“The most important work in the world,” is how Tilla Durr, the daughter of famed civil rights activists Clifford and Virginia Durr, described the work of NAPF Peace Leadership Director Paul K. Chappell during his recent visit to Maine. Durr attended both the two-day Peace Leadership Training in Bridgton, Maine and Paul’s lecture at the University of New England Center for Global Humanities in Portland, Maine.

“He teaches us how to both understand and strengthen that which already lies within us for the change to occur which can heal the way we dehumanize ourselves, one another, and the planet.” As a young adult in Alabama, Tilla Durr had marched with Dr. Martin Luther King, Jr. Her mother was a good friend of Rosa Parks, and Tilla Durr found herself ostracized by the Montgomery, Alabama white community.

“Paul does not just leave his audience with an intellectual understanding of the anatomy of aggression and the art of waging peace, but teaches us to see conflict as opportunity,” Durr commented about the training and the UNE lecture. “There was not a single person who attended who was not profoundly affected.”

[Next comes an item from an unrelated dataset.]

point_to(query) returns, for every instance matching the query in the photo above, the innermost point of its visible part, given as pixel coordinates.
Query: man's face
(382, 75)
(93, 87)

One local minister at the training reflected, “As a pastor, I will be able to teach peace with more authority and spread more seeds of peace.” Another minister commented, “I will take away a better vision.”

Pax Christi member Sally Chappell (no relation to Paul) who met Paul Chappell at the previous peace leadership training in Maine said, “My plan is to be more positive and more respectful of opponents…. I will try to be more courageous in speaking to a group that dismisses my values…. I am less fearful as a result of participating in Paul’s workshop.”

She wrote in the local newspaper, “Remarkably candid about the trauma he endured as a child, Chappell used his own life story as well as historical examples of human advancements like the abolition of state-sponsored slavery, civil rights and women’s rights to argue that humans are not inherently violent and that ending war is necessary and possible. ‘I’m not an optimist; I’m a realist,’ Chappell revealed, urging his listeners to opt for a paradigm shift of nonviolent action that provides people with hope, meaning, belonging and purpose.”

The Center for Global Humanities at the University of New England is a public forum dedicated to the study of human destiny in the 21st century. Previous speakers have included Bill McKibben, Helen Caldicott, and Noam Chomsky.